Felicia threw her head back in disbelief. “Oh my god, ‘unnatural’!? What are you, an old-earther?”

“That’s you having a weird relation to the word ‘unnatural’, not me.” Cory looked at his own two teammates with a smile, but only got uncommitted ones in return.

Tianyi started to talk before Felicia got the chance. “Is contraceptives a good kind of unnatural to you?”

Cory looked at her with a mildly impatient smile. “Your point being?”

“Well, if you were banging a nice chick and the condom broke, or your pills didn’t work, and she got pregnant – would you insist on keeping the child? No options considered?”

“And with ‘option’ you mean ‘abortion’ I take it?”

“Among other things.”

“Of course I would insist on keeping the child. If I’m fine with having sex I should be fine with having a child. That’s the main purpose of it, after all.” He said the last sentence with a meaning look at Felicia.

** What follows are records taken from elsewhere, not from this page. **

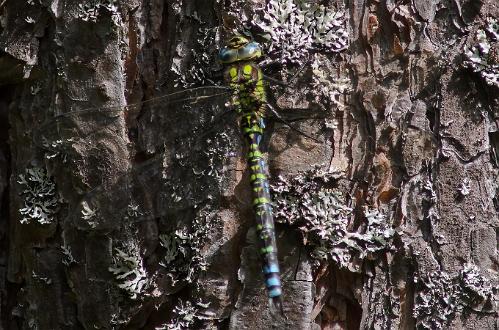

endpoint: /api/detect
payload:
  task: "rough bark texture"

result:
[0,0,499,329]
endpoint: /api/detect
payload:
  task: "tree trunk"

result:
[0,0,499,329]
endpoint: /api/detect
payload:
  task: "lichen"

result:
[159,215,209,285]
[156,300,209,330]
[42,137,74,163]
[252,0,348,64]
[109,244,148,299]
[271,168,394,272]
[77,0,122,26]
[464,17,499,87]
[414,264,499,329]
[17,167,60,225]
[171,27,220,88]
[457,178,470,196]
[61,245,78,267]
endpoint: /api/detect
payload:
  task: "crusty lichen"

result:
[109,244,148,299]
[252,0,348,64]
[77,0,122,26]
[464,17,499,87]
[271,168,394,272]
[17,167,60,225]
[414,264,499,329]
[156,300,209,330]
[171,26,220,88]
[159,217,208,285]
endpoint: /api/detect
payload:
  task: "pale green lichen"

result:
[252,0,348,63]
[156,300,209,330]
[42,137,74,163]
[414,264,499,329]
[271,168,394,272]
[171,27,220,88]
[464,17,499,87]
[77,0,122,26]
[61,245,78,267]
[109,244,148,299]
[159,220,207,285]
[17,167,60,225]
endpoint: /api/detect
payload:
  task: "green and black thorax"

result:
[219,36,267,117]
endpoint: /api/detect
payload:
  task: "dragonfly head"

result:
[218,35,262,64]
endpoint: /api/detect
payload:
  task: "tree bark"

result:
[0,0,499,329]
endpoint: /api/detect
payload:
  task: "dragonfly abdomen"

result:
[220,36,282,313]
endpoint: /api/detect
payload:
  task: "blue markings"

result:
[269,287,282,298]
[263,264,279,274]
[266,277,281,288]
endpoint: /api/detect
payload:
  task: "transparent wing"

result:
[33,86,234,150]
[35,87,241,231]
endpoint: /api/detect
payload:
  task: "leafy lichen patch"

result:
[17,167,60,225]
[271,168,394,272]
[108,244,148,299]
[253,0,348,64]
[156,300,209,330]
[464,17,499,87]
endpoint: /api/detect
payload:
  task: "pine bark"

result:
[0,0,499,329]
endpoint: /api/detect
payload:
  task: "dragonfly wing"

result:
[33,86,230,151]
[66,109,239,231]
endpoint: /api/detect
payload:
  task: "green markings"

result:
[243,64,253,75]
[248,150,263,159]
[229,66,239,79]
[253,197,270,205]
[250,165,262,173]
[260,245,274,254]
[250,173,267,182]
[256,223,274,231]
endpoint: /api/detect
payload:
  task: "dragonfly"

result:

“What?!” Tianyi burst out in pretended astonishment. “My life is a lie…!”

Matsuko and Mourad chuckled at her, but Felicia didn’t share their amusement. “So you think Malenka was selfish and irresponsible to have that abortion?”

“I’m not going to discuss Malenka’s abortion when she’s not around, Lissy”, Cory said.

“Okay okay”, Tiany intervened eagerly, “how about this: A guy rapes me, and I get pregnant. Should I keep the child?”

Cory gave her a look. “You’re being very hypothetical now.”

“And you aren’t with all this talk about preservation of the human species and all? Answer the question.”

Tianyi’s tone had gotten sharper now too. Haylen glanced at Matsuko and Mourand, but they had their eyes mostly set on their work just like himself.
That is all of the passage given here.